Australian Railways History.
by Neil Head
One of my favourite classes at U3A Brimbank is ‘Australian History Discussion’, conducted as a monthly coffee-chat at the Kororoit Creek Neighbourhood House in historic-suburb Albion, quite near to my home. On the 20th of September it was ‘Railways History’ discussion, which has a firm local-interest, given the location of Victoria’s historical worst train disaster, when, in 1908 the late-running Bendigo train ran into the back of the also late-running Ballarat train, both returning to Melbourne on a long-weekend Monday, at the Sunshine station, with a death toll of 44.
What our far-ranging discussion revealed, as backed up by an historic map of the railway lines of Victoria … (many of them now closed), is that the lines run mainly in spines, from the country to the Port of Melbourne and, to a lesser extent, other Ports, including my former home-town Portland. There are very few east-west connections, and even the Melbourne to Adelaide route looks a bit like a bowl of spaghetti trail. And of course, lots of discussion about the three main rail gauges widths employed by the different States across Australia, and the difficulties in connecting interstate train services, right up to the 1990’s … standard gauge (NSW), broad gauge
(Victoria) and narrow gauge (Qld) and lots of variations in-between!
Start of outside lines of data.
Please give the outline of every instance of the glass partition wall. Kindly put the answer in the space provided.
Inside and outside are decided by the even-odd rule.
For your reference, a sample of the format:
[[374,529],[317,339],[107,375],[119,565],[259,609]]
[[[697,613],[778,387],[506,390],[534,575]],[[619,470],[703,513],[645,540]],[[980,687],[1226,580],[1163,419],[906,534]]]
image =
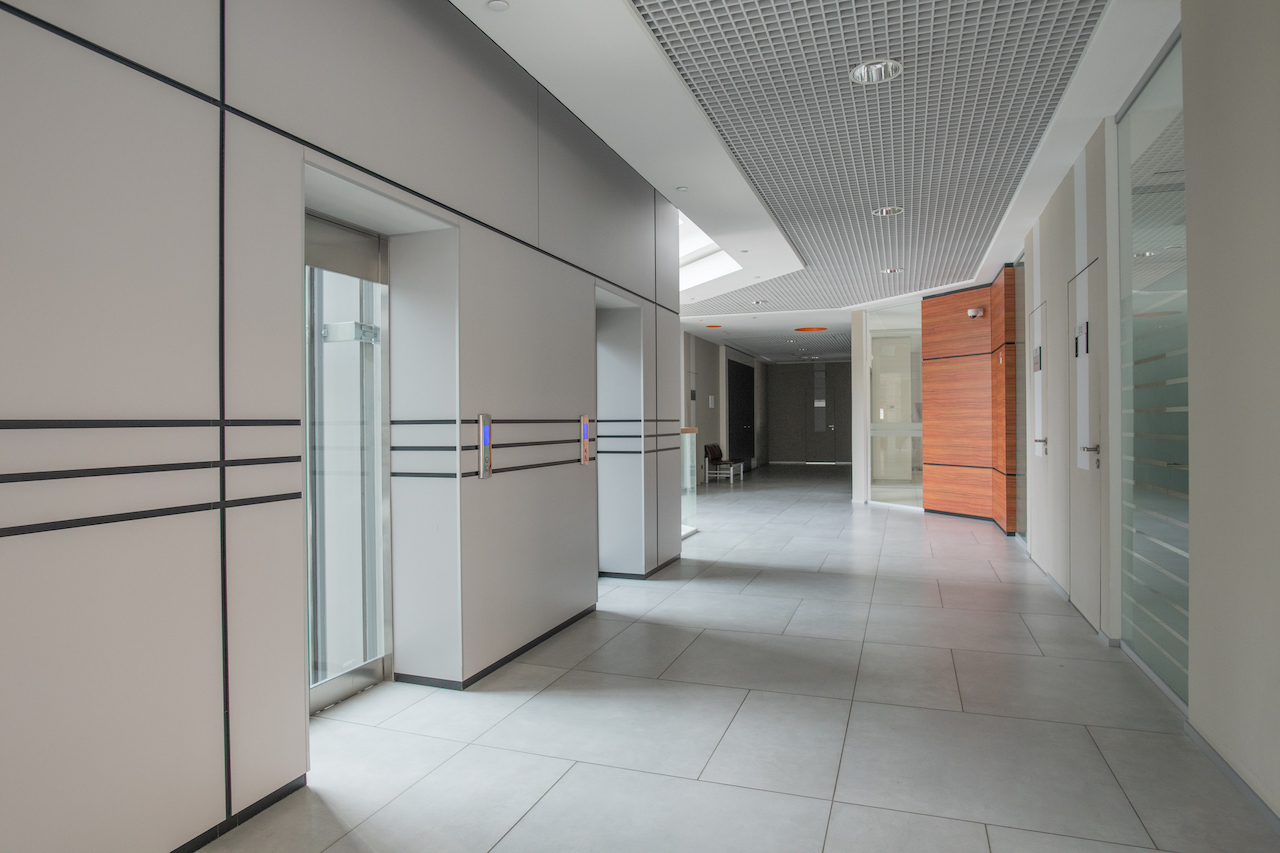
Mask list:
[[1123,640],[1185,702],[1191,519],[1180,45],[1117,129]]
[[920,303],[867,312],[871,335],[871,499],[924,506]]

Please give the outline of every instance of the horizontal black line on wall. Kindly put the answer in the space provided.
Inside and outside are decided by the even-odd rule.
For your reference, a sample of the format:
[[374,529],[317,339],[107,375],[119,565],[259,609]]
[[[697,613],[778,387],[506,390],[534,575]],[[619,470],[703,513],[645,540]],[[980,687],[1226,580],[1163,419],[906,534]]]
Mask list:
[[256,427],[256,426],[302,426],[298,418],[228,418],[220,420],[175,418],[175,419],[10,419],[0,420],[0,429],[138,429],[138,428],[174,428],[174,427]]
[[926,462],[924,463],[930,468],[976,468],[979,471],[994,471],[990,465],[952,465],[949,462]]
[[[453,420],[453,419],[450,419],[450,420],[430,420],[430,421],[397,421],[397,420],[393,420],[393,421],[391,422],[391,425],[392,425],[392,426],[424,426],[424,425],[425,425],[425,426],[444,426],[444,425],[456,426],[456,425],[457,425],[457,423],[458,423],[458,422],[457,422],[456,420]],[[472,421],[472,423],[475,423],[475,421]]]
[[662,453],[666,450],[679,450],[679,447],[659,447],[654,450],[646,450],[645,453]]
[[437,480],[456,480],[457,474],[439,473],[435,471],[392,471],[392,477],[426,477]]
[[597,435],[596,438],[644,438],[643,435]]
[[457,449],[458,449],[457,446],[452,444],[448,444],[448,445],[393,444],[391,445],[391,450],[396,453],[405,453],[408,451],[429,451],[432,453],[435,453],[435,452],[444,453],[444,452],[450,452],[450,451],[457,451]]
[[[577,423],[577,421],[574,421],[574,423]],[[540,447],[544,444],[578,444],[581,441],[582,439],[580,438],[556,438],[550,441],[508,441],[503,444],[492,444],[490,447],[494,450],[500,450],[504,447]],[[589,438],[587,441],[595,441],[595,439]]]
[[283,465],[301,462],[301,456],[263,456],[257,459],[216,459],[207,462],[163,462],[157,465],[117,465],[111,468],[69,468],[61,471],[24,471],[0,474],[0,483],[30,483],[38,480],[70,480],[79,477],[113,477],[118,474],[156,474],[163,471],[194,471],[202,468],[238,468],[244,465]]
[[[594,456],[588,457],[588,461],[595,459]],[[507,474],[512,471],[528,471],[531,468],[551,468],[556,465],[581,465],[581,459],[565,459],[561,462],[536,462],[533,465],[509,465],[506,468],[494,468],[495,474]]]
[[186,515],[192,512],[208,512],[215,509],[234,509],[241,506],[292,501],[302,498],[302,492],[288,492],[280,495],[262,495],[255,498],[236,498],[229,501],[211,501],[185,506],[169,506],[160,509],[144,509],[137,512],[118,512],[112,515],[95,515],[88,518],[68,518],[62,521],[42,521],[38,524],[19,524],[15,527],[0,527],[0,537],[24,536],[30,533],[47,533],[52,530],[69,530],[75,527],[92,527],[98,524],[116,524],[121,521],[138,521],[144,518],[163,518],[169,515]]
[[601,456],[604,456],[604,455],[623,456],[623,455],[630,455],[630,454],[635,454],[636,456],[644,455],[643,450],[597,450],[596,453],[600,454]]

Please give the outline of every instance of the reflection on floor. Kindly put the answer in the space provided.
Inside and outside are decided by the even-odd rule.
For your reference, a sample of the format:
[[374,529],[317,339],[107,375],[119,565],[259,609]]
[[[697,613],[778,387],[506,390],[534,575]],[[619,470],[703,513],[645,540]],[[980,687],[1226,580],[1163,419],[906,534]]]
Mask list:
[[466,692],[322,712],[310,787],[207,849],[1280,849],[1020,546],[848,476],[708,486],[679,563]]
[[901,506],[924,506],[924,471],[911,472],[911,482],[906,480],[872,480],[871,500]]

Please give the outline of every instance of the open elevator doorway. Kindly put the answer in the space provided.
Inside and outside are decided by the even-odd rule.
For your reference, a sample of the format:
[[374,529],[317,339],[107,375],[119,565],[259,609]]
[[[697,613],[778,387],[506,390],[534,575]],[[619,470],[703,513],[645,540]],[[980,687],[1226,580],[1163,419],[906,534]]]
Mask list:
[[[394,672],[392,293],[397,285],[419,289],[434,267],[456,267],[456,229],[310,164],[304,187],[307,683],[314,713]],[[424,337],[418,313],[400,311],[406,336]],[[452,312],[444,322],[453,322]],[[440,452],[428,466],[456,471],[456,429],[451,421],[448,447],[431,442]]]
Other recent discussion topics have included: the travels of Matthew Flinders … (do you know that he travelled with a cat ‘Trim’); the Myall Creek aboriginal massacre (which subsequently led to the prosecution and guilty-verdicts for British subjects); and the war-time Bombing of Darwin (235 dead). What is not to like about Australia’s colourful history, at U3A Brimbank?
This was the subject of the September discussion.